Resampling Stats for PC or Macintosh, (Resampling Stats, Inc.). Software to estimate distributions of sample statistics. by John Sweeney
First of all, what is “resampling”?
In the case of
Resampling Stats software,
it means using data or a
to randomly generate additional
samples. This is an important concept to
traders, because testing on existing data
is sometimes limited to too few samples
to generate a reliable result. Moreover,
with data resampling, the prices (and
returns) that are studied can be considered
samples from a greater universe of
possible outcomes.

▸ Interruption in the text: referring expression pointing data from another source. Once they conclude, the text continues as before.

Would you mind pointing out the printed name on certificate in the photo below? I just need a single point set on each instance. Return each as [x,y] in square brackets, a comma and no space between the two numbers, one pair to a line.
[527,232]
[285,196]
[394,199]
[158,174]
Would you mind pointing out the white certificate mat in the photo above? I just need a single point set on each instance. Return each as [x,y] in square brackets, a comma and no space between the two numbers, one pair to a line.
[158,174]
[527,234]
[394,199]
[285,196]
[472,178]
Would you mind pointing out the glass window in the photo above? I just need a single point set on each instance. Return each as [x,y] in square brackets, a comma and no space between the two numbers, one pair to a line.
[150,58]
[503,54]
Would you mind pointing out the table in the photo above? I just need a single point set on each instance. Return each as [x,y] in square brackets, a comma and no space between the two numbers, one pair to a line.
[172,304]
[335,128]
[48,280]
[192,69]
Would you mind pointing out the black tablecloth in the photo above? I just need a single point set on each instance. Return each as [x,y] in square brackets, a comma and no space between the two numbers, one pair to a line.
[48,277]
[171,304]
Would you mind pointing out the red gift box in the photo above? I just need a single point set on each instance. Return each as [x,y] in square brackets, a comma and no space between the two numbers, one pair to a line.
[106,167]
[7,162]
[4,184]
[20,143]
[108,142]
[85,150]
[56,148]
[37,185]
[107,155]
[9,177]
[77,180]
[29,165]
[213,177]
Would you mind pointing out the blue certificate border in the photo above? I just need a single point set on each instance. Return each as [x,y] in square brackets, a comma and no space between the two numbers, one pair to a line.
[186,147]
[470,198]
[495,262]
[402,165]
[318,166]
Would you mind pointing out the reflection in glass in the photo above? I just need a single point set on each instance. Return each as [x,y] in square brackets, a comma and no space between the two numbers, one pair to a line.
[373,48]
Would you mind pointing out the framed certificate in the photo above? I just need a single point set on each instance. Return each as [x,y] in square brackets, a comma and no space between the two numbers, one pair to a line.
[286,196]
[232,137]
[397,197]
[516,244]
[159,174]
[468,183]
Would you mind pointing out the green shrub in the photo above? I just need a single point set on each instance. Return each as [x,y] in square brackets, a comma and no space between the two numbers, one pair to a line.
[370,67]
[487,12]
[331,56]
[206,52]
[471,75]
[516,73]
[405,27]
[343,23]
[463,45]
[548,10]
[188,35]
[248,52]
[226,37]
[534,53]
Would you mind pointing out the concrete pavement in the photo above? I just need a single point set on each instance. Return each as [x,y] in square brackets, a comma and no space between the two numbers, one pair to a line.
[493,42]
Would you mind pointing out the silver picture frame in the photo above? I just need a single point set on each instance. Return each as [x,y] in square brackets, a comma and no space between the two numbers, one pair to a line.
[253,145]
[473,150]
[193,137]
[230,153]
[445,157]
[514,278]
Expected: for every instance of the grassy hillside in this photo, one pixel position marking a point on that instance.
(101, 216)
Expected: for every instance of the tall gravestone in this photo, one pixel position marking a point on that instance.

If it were possible to
have a better picture of that universe
from the data we do have, it would
certainly be advantageous.
Resampling Stats tries to get a better
picture of that universe by repetitively
sampling the data you have and building
a picture of the resulting distribution
of a sample statistic of interest.
Here’s an example from the manual:
Suppose you have a sample of 12 pigs’ weight gain. Graphically, they look like
Figure 1. What Resampling Stats does is
take 1,000 12-pig samples by randomly
selecting from the 12 numbers available.
(Technically, this is known as “with replacement.”)
Then it assembles the 1,000
resamples of average weight gains into
something that look like Figure 2. From
there, it shouldn’t take traders long to
consider resampling trading results.